Like the school in Dharamsati Gandawa village in Bihar, thousands of state-run schools in India lack proper infrastructure. The school kitchen where the deadly midday meal was cooked is simply a charcoal stove made up of stacked bricks outside the classroom.

"There is rampant corruption everywhere," Mr Mohanty said. "The funds for building schools are siphoned off. Money allocated for the midday meal is stolen. School inspectors are available but they don't inspect."

The midday meal programme is one of the government's most ambitious schemes, aimed at boosting literacy and tackling malnutrition in a country where more than half of the children are undernourished. It is supposed to benefit about 120 million children at 1.2 million schools across the country.

But if it has encouraged enrolment, the programme has done little to compensate for the sparse capacities of rural schools to serve their students.

There is an acute shortage of teachers, and those present are ill-equipped to handle the duties. The school buildings are sub-par. And there are no mechanisms in place for proper monitoring, educators said.

"The biggest victims of the educational system are those living in rural areas," Anupam Hazra, an assistant professor of the department of social work at Assam University, wrote two years ago.

"Children in rural areas continue to be deprived of quality education owing to factors like lack of competent and committed teachers or lack of textbooks. A large number of teachers refuse to teach in rural areas and those that do, are usually underqualified," he noted.

According to the government's 2010 annual status of education report, 96.5 per cent of children between 6 and 14 in rural areas are enrolled in school, of which 71 per cent attend government schools.

Attracting enough teachers has proven far more difficult. More than half of the 13,000 schools surveyed faced a shortage of teachers.

India's Right to Education Act, implemented in 2010, which guarantees schooling for children between the ages of 6 and 14, stipulates that the student-teacher ratio in primary schools should be 30:1 by 2015, but there do not appear to be enough teachers.

"What you are seeing in Bihar and some other Indian states is that teaching assistants step in because the teachers who are appointed do not want to work in rural areas.

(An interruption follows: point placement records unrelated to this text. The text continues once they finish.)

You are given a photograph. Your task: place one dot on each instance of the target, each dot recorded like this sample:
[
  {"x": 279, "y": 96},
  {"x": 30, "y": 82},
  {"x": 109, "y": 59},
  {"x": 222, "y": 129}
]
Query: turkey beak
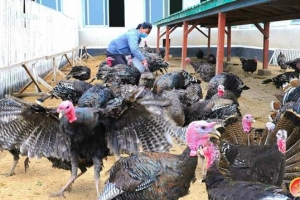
[
  {"x": 215, "y": 134},
  {"x": 60, "y": 115}
]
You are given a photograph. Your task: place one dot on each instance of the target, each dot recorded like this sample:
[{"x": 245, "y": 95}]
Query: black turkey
[
  {"x": 295, "y": 64},
  {"x": 147, "y": 48},
  {"x": 155, "y": 175},
  {"x": 199, "y": 54},
  {"x": 219, "y": 187},
  {"x": 281, "y": 61},
  {"x": 211, "y": 58},
  {"x": 280, "y": 79},
  {"x": 225, "y": 94},
  {"x": 249, "y": 65},
  {"x": 230, "y": 81},
  {"x": 127, "y": 74},
  {"x": 79, "y": 139},
  {"x": 177, "y": 80},
  {"x": 205, "y": 69},
  {"x": 265, "y": 159},
  {"x": 210, "y": 109},
  {"x": 67, "y": 90},
  {"x": 97, "y": 96},
  {"x": 79, "y": 72},
  {"x": 155, "y": 62}
]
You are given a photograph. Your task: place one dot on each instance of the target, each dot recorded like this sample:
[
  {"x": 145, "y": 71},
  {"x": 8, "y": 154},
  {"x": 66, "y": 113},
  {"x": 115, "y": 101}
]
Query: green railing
[{"x": 198, "y": 8}]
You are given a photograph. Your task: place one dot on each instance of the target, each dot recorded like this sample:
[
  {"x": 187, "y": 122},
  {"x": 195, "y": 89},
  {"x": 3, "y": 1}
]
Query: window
[
  {"x": 295, "y": 21},
  {"x": 54, "y": 4},
  {"x": 116, "y": 13},
  {"x": 95, "y": 12},
  {"x": 175, "y": 6},
  {"x": 104, "y": 13},
  {"x": 154, "y": 10}
]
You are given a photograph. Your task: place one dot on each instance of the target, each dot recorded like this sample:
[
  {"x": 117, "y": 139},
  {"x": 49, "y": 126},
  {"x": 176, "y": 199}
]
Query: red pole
[
  {"x": 184, "y": 45},
  {"x": 228, "y": 43},
  {"x": 157, "y": 40},
  {"x": 208, "y": 42},
  {"x": 220, "y": 45},
  {"x": 266, "y": 45},
  {"x": 167, "y": 43}
]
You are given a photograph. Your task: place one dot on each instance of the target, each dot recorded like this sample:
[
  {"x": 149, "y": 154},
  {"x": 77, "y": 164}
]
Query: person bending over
[{"x": 128, "y": 44}]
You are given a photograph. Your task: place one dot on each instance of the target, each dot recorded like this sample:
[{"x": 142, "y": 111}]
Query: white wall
[
  {"x": 189, "y": 3},
  {"x": 134, "y": 13},
  {"x": 73, "y": 9}
]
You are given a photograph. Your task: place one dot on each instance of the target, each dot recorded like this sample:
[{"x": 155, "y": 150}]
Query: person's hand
[
  {"x": 129, "y": 61},
  {"x": 145, "y": 63}
]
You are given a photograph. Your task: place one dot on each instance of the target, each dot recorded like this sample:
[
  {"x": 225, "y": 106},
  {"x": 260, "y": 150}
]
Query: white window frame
[{"x": 86, "y": 14}]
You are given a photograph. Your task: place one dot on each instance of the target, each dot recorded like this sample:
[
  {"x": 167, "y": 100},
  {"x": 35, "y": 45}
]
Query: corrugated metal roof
[
  {"x": 238, "y": 12},
  {"x": 201, "y": 7}
]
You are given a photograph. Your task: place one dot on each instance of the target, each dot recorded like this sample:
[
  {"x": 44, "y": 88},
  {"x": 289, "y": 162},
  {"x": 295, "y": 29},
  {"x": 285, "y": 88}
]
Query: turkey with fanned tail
[
  {"x": 152, "y": 175},
  {"x": 67, "y": 90},
  {"x": 220, "y": 187},
  {"x": 79, "y": 139},
  {"x": 271, "y": 157}
]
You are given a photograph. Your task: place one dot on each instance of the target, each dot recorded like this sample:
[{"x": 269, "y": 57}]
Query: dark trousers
[{"x": 118, "y": 59}]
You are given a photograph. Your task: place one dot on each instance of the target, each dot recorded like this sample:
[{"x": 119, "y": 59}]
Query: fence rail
[
  {"x": 290, "y": 54},
  {"x": 32, "y": 31}
]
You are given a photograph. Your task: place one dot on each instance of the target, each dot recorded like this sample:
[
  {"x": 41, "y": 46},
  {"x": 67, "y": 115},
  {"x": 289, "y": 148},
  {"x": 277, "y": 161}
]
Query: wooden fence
[{"x": 31, "y": 33}]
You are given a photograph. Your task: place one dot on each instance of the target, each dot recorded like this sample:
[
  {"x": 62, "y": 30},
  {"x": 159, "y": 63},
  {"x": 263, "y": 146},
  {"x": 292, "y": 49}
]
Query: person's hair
[{"x": 145, "y": 25}]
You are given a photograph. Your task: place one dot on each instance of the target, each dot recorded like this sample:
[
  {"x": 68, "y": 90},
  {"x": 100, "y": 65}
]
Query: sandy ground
[{"x": 41, "y": 179}]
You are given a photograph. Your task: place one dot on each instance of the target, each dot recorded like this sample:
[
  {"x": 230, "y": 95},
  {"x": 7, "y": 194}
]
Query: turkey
[
  {"x": 206, "y": 70},
  {"x": 190, "y": 95},
  {"x": 230, "y": 81},
  {"x": 67, "y": 90},
  {"x": 81, "y": 137},
  {"x": 152, "y": 175},
  {"x": 199, "y": 54},
  {"x": 281, "y": 61},
  {"x": 127, "y": 74},
  {"x": 211, "y": 58},
  {"x": 249, "y": 65},
  {"x": 219, "y": 187},
  {"x": 97, "y": 96},
  {"x": 280, "y": 79},
  {"x": 177, "y": 80},
  {"x": 225, "y": 94},
  {"x": 210, "y": 109},
  {"x": 147, "y": 48},
  {"x": 271, "y": 158},
  {"x": 27, "y": 122},
  {"x": 246, "y": 162},
  {"x": 295, "y": 64},
  {"x": 155, "y": 62},
  {"x": 79, "y": 72}
]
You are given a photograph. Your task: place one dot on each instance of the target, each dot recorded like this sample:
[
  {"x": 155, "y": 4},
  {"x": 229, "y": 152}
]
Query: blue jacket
[{"x": 126, "y": 44}]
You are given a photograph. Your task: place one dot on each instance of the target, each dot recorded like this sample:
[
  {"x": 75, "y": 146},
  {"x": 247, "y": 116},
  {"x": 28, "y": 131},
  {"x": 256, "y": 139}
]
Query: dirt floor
[{"x": 41, "y": 179}]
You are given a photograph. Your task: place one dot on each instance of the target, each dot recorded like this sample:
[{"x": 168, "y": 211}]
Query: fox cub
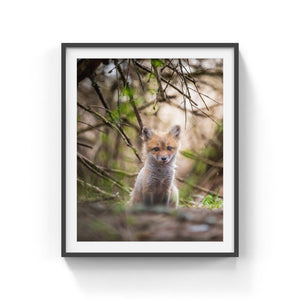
[{"x": 155, "y": 182}]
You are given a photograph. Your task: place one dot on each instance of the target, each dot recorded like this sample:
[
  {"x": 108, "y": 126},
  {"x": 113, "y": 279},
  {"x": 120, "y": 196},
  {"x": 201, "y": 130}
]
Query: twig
[
  {"x": 200, "y": 188},
  {"x": 115, "y": 127},
  {"x": 121, "y": 172},
  {"x": 97, "y": 89},
  {"x": 161, "y": 91},
  {"x": 131, "y": 100},
  {"x": 166, "y": 81},
  {"x": 204, "y": 159},
  {"x": 184, "y": 80},
  {"x": 84, "y": 145},
  {"x": 100, "y": 172},
  {"x": 96, "y": 189}
]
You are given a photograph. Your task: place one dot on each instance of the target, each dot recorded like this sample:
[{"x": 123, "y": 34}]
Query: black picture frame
[{"x": 235, "y": 47}]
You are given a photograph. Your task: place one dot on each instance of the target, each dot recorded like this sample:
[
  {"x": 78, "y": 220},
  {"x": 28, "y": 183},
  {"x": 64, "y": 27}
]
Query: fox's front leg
[{"x": 166, "y": 198}]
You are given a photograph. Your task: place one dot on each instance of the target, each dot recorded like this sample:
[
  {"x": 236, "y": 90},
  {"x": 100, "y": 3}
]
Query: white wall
[{"x": 31, "y": 33}]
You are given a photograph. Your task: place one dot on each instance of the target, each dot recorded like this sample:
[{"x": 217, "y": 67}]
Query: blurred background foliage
[{"x": 117, "y": 97}]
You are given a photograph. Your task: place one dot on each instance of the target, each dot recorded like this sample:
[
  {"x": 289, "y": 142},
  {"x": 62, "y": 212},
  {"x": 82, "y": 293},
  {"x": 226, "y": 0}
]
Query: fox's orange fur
[{"x": 155, "y": 181}]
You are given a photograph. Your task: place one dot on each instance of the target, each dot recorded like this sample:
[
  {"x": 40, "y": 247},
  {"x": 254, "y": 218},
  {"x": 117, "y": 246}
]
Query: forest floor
[{"x": 96, "y": 222}]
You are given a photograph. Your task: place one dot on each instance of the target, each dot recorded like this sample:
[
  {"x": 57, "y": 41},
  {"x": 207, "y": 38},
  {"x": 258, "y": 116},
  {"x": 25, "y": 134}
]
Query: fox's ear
[
  {"x": 146, "y": 133},
  {"x": 175, "y": 131}
]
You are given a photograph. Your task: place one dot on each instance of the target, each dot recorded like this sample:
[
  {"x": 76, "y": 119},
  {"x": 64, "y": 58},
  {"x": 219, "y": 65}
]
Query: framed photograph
[{"x": 150, "y": 149}]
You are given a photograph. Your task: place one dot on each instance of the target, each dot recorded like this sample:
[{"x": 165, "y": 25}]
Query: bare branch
[
  {"x": 131, "y": 100},
  {"x": 96, "y": 189},
  {"x": 200, "y": 188},
  {"x": 100, "y": 172},
  {"x": 114, "y": 126}
]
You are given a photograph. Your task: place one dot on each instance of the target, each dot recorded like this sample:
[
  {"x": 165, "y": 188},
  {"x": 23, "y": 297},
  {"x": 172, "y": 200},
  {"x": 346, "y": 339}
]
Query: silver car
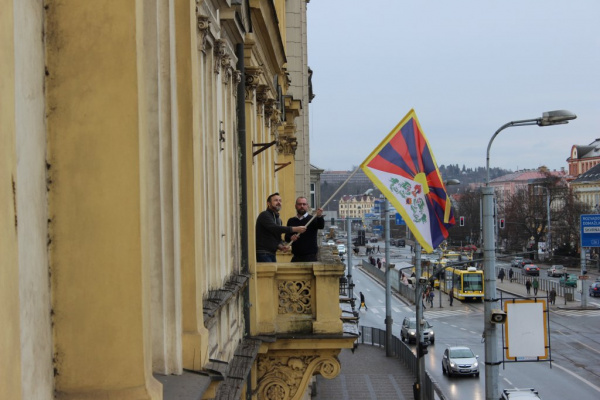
[
  {"x": 408, "y": 331},
  {"x": 556, "y": 270},
  {"x": 460, "y": 360}
]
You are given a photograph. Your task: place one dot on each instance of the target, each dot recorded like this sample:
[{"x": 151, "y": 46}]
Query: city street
[{"x": 574, "y": 341}]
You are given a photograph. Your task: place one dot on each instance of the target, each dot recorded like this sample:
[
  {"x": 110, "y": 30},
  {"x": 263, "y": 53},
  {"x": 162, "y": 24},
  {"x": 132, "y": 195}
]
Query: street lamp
[
  {"x": 548, "y": 235},
  {"x": 489, "y": 259}
]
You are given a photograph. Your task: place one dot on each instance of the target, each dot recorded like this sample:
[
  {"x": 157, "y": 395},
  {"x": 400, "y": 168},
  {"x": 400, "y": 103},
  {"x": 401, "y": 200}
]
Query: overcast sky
[{"x": 467, "y": 67}]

Sometimes, they don't even show up for their posting," said Kumar Rana, the project director of the Pratichi Institute in Kolkata.

On average, government-employed teachers in rural areas earn 4,000-6,300 rupees (Dh246-387) a month, Mr Rana said - half of what teachers in state-run city schools make.

A 2010-2011 survey of Bihar schools by the Pratichi Institute found that most of the 150,000 teachers the Bihar government claimed to have appointed were actually teaching assistants, Mr Rana said.

In Orissa, 79,715 of the 167,948 teaching positions available are vacant, according to Mr Mohanty.

"The states are still trying to fulfil the norms because they are unable to attract the teachers," he said.

The education act empowers village leaders or panchayats - elected local councils - to file complaints to their state's education department about any shortcomings in government schools, such as lack of teachers or infrastructrure and the school food.

"This has yet to happen. They have a role to play but I don't think they know how to. The panchayats have received no training or instructions," said S Jeyaraj, director of the Rural Institute for Development Education in Tamil Nadu.

At the school where the poisonings occurred, the headmistress and one other teacher taught all the pupils from grades one to five, all of them in the same classroom.

The other teacher was on maternity leave at the time of the incident, leaving the headmistress to teach and run the entire school, as well as being responsible for supplying the grains and cooking oil for the midday meal, which were stored at her home, according to a government inquiry report.

"She has administrative work, classes to manage, a kitchen to run. All these problems of the education system have been brought forward with this case," said Mr Rana.

"Whatever the government claims, there has been no elemental change in education delivery or infrastructure."